Ben LaBolt, a White House spokesman, also pointed to statements on the subject during the presidential campaign by Heather Zichal, a top adviser on environmental and energy issues.
Zichal, who is now deputy to Carol Browner, the White House coordinator for climate and energy policy, said last fall that the Bush White House had prevented the EPA from making the endangerment finding "consistent with its obligations under the recent Supreme Court decision." She also said that while Obama supported congressional action on climate change, he was also committed to using the regulatory authority of the executive branch to reduce emissions that contribute to global warming.
LaBolt said the White House would not interfere with the agency's decision-making process.
If the environmental agency determines that carbon dioxide is a dangerous pollutant to be regulated under the Clean Air Act, it would set off one of the most extensive regulatory rule makings in history. Jackson knows that she would be stepping into a minefield of congressional and industry opposition and said that she was trying to devise a program that allayed these worries.
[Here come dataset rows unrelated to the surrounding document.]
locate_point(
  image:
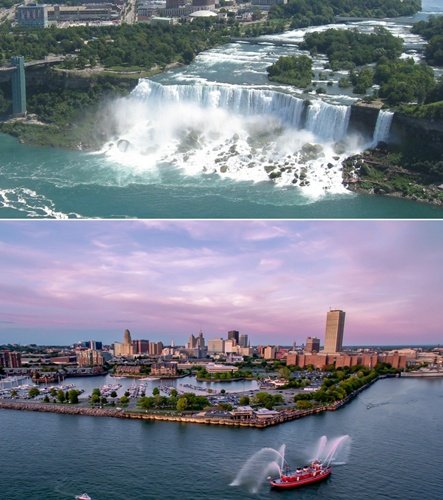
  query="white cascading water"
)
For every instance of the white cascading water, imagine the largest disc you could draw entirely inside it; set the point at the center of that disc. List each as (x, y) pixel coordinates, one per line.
(382, 127)
(235, 132)
(327, 121)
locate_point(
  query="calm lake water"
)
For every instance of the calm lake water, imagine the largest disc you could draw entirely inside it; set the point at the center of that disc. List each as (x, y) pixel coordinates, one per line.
(395, 427)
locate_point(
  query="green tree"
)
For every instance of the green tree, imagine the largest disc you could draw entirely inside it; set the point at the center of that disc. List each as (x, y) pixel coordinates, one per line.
(124, 400)
(182, 404)
(73, 396)
(33, 392)
(244, 401)
(303, 405)
(61, 397)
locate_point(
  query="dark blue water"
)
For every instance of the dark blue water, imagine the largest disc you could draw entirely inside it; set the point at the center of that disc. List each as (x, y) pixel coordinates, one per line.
(395, 452)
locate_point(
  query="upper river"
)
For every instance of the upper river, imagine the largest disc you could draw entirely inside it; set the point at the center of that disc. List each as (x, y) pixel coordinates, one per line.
(393, 452)
(199, 142)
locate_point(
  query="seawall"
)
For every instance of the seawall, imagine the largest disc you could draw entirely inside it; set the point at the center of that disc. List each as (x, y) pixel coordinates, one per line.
(260, 423)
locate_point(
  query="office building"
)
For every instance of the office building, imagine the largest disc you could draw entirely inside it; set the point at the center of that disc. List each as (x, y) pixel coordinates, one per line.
(125, 348)
(335, 324)
(216, 346)
(234, 335)
(312, 345)
(32, 15)
(243, 340)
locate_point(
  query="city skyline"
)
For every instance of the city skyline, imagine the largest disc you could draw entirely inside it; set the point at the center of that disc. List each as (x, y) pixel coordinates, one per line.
(271, 280)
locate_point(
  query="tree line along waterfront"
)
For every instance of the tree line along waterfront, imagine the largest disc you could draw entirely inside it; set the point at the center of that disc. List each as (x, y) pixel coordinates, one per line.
(336, 388)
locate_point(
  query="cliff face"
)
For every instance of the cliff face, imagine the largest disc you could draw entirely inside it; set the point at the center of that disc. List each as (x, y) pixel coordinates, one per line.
(362, 120)
(417, 136)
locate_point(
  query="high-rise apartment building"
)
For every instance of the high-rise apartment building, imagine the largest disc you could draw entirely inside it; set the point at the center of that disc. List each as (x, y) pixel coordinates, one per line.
(312, 345)
(244, 340)
(335, 325)
(234, 335)
(216, 346)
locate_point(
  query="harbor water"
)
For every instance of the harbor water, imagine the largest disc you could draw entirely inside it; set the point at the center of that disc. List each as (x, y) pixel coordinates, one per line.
(395, 429)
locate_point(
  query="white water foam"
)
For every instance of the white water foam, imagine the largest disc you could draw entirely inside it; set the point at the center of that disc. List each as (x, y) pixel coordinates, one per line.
(238, 132)
(31, 203)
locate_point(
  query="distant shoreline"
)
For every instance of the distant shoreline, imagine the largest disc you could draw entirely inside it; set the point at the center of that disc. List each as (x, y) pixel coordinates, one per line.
(196, 418)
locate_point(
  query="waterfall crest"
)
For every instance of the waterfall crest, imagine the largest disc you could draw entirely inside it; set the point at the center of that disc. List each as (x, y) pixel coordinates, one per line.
(242, 133)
"We are poised to be specific on what we regulate and on what schedule," Jackson said. "We don't want people to spin that into a doomsday scenario."
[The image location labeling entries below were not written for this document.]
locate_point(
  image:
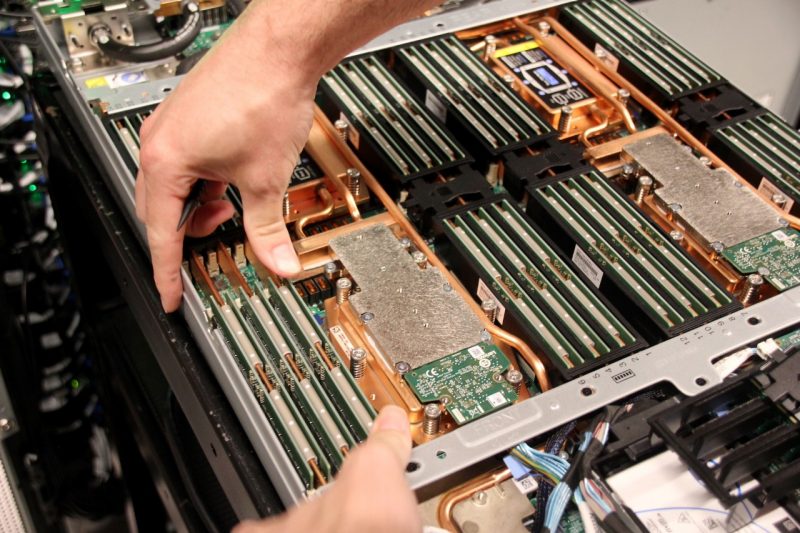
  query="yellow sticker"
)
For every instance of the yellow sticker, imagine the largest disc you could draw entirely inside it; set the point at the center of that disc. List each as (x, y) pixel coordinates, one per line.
(517, 48)
(93, 83)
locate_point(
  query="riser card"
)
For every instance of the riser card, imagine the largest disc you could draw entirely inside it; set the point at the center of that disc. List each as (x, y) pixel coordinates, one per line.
(630, 258)
(392, 129)
(476, 102)
(541, 298)
(645, 55)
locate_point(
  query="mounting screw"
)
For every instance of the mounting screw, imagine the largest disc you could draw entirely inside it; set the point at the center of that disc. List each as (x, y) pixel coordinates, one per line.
(402, 368)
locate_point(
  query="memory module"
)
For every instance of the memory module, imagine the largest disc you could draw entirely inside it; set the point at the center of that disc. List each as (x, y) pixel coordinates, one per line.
(124, 129)
(312, 403)
(471, 98)
(644, 54)
(630, 259)
(384, 123)
(539, 296)
(766, 151)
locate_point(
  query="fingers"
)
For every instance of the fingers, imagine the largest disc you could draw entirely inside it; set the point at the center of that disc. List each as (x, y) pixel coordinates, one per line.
(165, 199)
(207, 217)
(266, 231)
(140, 199)
(391, 431)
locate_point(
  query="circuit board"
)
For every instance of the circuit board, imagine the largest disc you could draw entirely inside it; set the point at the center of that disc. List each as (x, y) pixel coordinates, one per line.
(775, 255)
(790, 339)
(469, 383)
(206, 38)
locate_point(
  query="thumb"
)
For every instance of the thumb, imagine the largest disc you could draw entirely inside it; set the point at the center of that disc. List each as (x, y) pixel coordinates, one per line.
(266, 231)
(391, 431)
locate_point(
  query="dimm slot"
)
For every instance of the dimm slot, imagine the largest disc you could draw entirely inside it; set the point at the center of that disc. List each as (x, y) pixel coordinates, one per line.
(671, 68)
(771, 146)
(302, 397)
(352, 405)
(406, 132)
(373, 124)
(304, 387)
(558, 272)
(289, 427)
(549, 336)
(667, 284)
(474, 92)
(536, 280)
(708, 292)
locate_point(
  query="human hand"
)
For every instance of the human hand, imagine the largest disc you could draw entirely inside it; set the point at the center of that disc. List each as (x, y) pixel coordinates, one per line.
(239, 117)
(370, 493)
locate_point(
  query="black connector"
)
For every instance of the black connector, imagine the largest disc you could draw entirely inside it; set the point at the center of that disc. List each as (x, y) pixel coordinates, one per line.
(430, 198)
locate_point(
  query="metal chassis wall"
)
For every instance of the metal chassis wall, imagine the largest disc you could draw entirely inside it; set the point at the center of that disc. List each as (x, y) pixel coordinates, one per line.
(684, 361)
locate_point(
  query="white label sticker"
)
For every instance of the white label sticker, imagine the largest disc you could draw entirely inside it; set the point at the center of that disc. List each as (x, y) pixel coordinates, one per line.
(768, 190)
(435, 106)
(587, 266)
(125, 78)
(341, 339)
(606, 57)
(352, 133)
(477, 352)
(497, 399)
(484, 294)
(526, 485)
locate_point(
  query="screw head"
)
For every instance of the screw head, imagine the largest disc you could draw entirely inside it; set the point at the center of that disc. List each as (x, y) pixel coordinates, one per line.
(358, 354)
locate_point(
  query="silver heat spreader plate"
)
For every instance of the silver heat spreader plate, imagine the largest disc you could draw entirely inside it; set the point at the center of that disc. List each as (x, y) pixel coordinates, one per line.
(713, 204)
(417, 316)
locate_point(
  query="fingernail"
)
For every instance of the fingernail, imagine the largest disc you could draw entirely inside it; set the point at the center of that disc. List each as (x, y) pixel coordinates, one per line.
(285, 259)
(391, 418)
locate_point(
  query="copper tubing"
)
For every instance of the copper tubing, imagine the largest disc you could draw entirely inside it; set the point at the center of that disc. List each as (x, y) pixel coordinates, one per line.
(198, 268)
(597, 128)
(524, 351)
(661, 114)
(349, 199)
(372, 184)
(587, 75)
(263, 376)
(444, 512)
(322, 214)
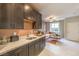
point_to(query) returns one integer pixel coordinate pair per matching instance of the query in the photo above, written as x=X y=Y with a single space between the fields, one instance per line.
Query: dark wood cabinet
x=11 y=16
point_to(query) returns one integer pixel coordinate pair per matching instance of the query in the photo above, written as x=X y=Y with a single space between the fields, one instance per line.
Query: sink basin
x=1 y=47
x=31 y=38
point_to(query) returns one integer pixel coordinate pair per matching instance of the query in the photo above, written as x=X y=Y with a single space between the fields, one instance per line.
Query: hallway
x=62 y=48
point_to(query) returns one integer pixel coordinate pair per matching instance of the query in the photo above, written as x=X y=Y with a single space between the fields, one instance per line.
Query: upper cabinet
x=32 y=14
x=11 y=16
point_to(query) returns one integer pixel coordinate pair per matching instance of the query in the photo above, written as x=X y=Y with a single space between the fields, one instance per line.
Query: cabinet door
x=11 y=15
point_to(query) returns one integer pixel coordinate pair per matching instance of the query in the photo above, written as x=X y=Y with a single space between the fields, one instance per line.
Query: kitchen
x=39 y=29
x=18 y=27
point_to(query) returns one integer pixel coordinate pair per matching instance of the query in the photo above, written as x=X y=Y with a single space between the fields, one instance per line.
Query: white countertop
x=13 y=45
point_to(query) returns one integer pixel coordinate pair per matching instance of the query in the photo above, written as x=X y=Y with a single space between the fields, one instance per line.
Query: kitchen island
x=23 y=47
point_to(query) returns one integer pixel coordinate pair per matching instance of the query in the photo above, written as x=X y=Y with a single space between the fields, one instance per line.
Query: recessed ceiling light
x=27 y=7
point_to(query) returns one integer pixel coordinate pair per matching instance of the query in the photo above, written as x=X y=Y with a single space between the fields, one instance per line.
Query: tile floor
x=62 y=48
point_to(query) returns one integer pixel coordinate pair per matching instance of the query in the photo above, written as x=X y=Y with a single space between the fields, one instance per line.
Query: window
x=54 y=27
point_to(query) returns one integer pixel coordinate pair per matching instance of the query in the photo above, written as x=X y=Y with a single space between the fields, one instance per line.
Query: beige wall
x=20 y=32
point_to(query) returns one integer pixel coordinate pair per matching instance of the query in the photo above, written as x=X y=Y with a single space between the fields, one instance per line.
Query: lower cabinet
x=32 y=49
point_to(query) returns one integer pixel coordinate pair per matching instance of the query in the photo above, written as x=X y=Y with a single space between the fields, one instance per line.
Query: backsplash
x=20 y=32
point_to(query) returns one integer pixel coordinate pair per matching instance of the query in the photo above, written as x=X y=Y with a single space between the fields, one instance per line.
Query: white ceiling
x=59 y=10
Even some who favor an aggressive approach to climate change said they were wary of the agency's asserting exclusive authority over carbon emissions. They say that the Clean Air Act, now more than 40 years old, was not designed to regulate ubiquitous substances like carbon dioxide. Using the law, they say, would capture carbon emissions from new facilities, but not existing ones, blunting its impact. They also believe that a broader approach that addresses all sectors of the economy and that is fully debated in Congress would be better than a regulatory approach that could drag through the courts for years.
The finding and proposed regulations would be issued in sequence, with ample opportunity for public comment and not in a sudden burst of regulatory muscle-flexing, Jackson said. The regulations would work in concert with any legislation and not supplant it, she added.
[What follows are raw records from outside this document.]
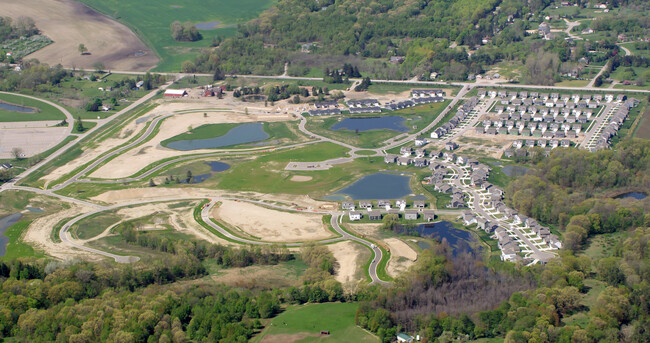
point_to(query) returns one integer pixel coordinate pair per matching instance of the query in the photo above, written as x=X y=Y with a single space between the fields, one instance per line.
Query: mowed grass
x=643 y=130
x=266 y=174
x=44 y=112
x=93 y=225
x=278 y=131
x=417 y=118
x=15 y=247
x=151 y=19
x=309 y=320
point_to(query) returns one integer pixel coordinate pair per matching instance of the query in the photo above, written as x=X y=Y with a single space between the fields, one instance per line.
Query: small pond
x=253 y=98
x=635 y=195
x=198 y=178
x=5 y=223
x=15 y=108
x=217 y=166
x=514 y=170
x=459 y=240
x=372 y=123
x=246 y=133
x=207 y=26
x=378 y=186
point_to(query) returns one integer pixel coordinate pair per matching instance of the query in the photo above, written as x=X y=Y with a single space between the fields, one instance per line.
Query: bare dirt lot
x=32 y=141
x=132 y=161
x=402 y=257
x=300 y=178
x=69 y=23
x=271 y=225
x=38 y=235
x=349 y=257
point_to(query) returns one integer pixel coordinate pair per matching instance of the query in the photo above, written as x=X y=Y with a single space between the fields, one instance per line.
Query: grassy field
x=93 y=225
x=643 y=129
x=282 y=132
x=16 y=248
x=304 y=324
x=44 y=111
x=257 y=82
x=87 y=126
x=151 y=19
x=266 y=174
x=416 y=117
x=394 y=88
x=572 y=83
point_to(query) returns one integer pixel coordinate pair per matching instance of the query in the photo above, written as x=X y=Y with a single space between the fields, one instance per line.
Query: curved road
x=66 y=237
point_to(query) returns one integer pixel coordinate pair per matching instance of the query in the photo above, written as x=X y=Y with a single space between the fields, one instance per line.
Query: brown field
x=69 y=23
x=402 y=257
x=271 y=225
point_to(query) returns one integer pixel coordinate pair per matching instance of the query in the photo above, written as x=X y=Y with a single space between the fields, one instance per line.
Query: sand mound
x=301 y=178
x=271 y=225
x=402 y=257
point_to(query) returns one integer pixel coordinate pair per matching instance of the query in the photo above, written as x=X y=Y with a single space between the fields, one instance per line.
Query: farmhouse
x=354 y=216
x=411 y=215
x=175 y=93
x=374 y=215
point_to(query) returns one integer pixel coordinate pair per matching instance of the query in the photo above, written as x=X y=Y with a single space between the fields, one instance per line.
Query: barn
x=175 y=93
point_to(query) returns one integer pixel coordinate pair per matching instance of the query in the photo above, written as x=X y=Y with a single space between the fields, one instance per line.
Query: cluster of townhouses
x=363 y=106
x=615 y=123
x=377 y=211
x=462 y=112
x=516 y=149
x=325 y=108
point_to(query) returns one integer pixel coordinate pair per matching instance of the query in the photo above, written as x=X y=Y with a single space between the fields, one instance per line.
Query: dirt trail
x=402 y=257
x=271 y=225
x=38 y=235
x=134 y=160
x=347 y=255
x=69 y=23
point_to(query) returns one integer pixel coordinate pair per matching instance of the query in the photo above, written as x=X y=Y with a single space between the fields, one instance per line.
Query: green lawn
x=151 y=19
x=393 y=88
x=15 y=247
x=309 y=320
x=87 y=125
x=416 y=118
x=44 y=111
x=267 y=175
x=279 y=132
x=94 y=225
x=572 y=83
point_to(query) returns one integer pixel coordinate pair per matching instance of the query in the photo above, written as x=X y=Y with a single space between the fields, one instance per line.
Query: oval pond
x=378 y=186
x=246 y=133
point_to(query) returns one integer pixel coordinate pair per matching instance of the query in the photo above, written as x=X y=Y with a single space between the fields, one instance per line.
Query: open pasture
x=151 y=19
x=69 y=23
x=304 y=324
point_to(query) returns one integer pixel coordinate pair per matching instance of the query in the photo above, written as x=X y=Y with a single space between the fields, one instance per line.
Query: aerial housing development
x=319 y=170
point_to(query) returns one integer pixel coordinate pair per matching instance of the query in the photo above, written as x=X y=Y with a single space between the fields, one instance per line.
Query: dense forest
x=452 y=40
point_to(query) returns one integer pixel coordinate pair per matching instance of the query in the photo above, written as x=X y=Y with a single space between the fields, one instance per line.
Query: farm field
x=151 y=19
x=44 y=111
x=108 y=41
x=304 y=324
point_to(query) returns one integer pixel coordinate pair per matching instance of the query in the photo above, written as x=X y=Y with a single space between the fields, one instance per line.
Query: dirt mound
x=69 y=23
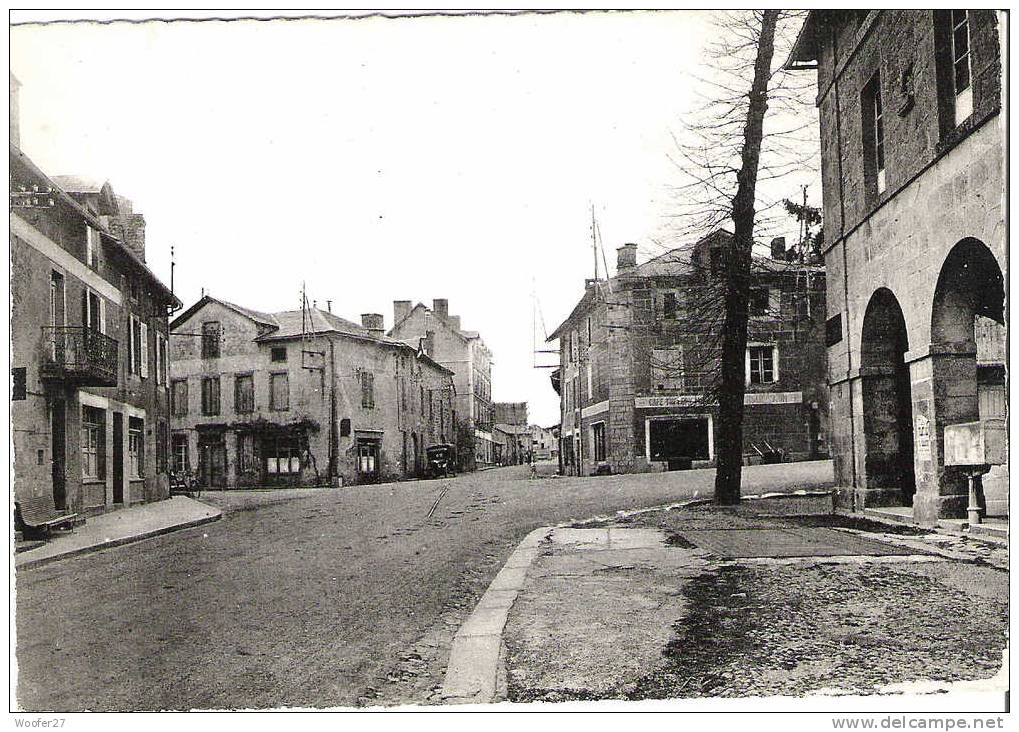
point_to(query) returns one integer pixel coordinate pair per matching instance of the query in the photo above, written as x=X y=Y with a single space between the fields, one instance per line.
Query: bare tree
x=736 y=155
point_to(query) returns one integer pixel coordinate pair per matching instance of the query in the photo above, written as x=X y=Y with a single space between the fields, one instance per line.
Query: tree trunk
x=737 y=285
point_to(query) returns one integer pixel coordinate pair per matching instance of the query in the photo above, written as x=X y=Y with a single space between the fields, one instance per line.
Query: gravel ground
x=810 y=627
x=305 y=597
x=793 y=630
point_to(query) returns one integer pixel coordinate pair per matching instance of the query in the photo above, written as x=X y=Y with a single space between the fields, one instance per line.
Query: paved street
x=306 y=597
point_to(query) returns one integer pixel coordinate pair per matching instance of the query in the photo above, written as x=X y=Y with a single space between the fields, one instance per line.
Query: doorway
x=58 y=447
x=888 y=406
x=118 y=458
x=368 y=460
x=212 y=461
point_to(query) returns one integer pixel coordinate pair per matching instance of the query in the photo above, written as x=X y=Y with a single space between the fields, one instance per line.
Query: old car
x=441 y=460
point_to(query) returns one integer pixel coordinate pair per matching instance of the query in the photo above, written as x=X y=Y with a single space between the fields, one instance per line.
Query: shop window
x=598 y=441
x=244 y=394
x=136 y=448
x=93 y=443
x=282 y=455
"What we are likely to see is an interplay of authorities, some new, some existing," she said.
That is not likely to assuage critics, including many Democrats from states dependent on coal-generated electricity and manufacturing jobs, where such regulation could significantly increase costs. Representative John Dingell, the Michigan Democrat who has long championed the interests of the auto industry, said that the regulation of carbon dioxide emissions by the EPA would set off a "glorious mess" that would resonate throughout the economy.
Senator John Barrasso, Republican of Wyoming, warned Jackson during her January confirmation hearing that she should not undercut Congress's authority by using the agency's regulatory power to address global warming. Barrasso called the use of the Clean Air Act to regulate carbon "a disaster waiting to happen."
Many environmental advocates, however, said the EPA's action was long overdue, but added that it was only as a stopgap until Congress passed comprehensive climate change legislation.
"It's politically necessary, scientifically necessary and legally necessary," said David Bookbinder, chief climate counsel at the Sierra Club, a plaintiff in the Supreme Court case.
But, Bookbinder added, congressional action is preferable to the agency's acting on its own. "We are loudly advocating for tailor-made legislation as the best means of addressing carbon emissions," he said. "Trying to address climate change via a series of rule makings from EPA is a distant second best."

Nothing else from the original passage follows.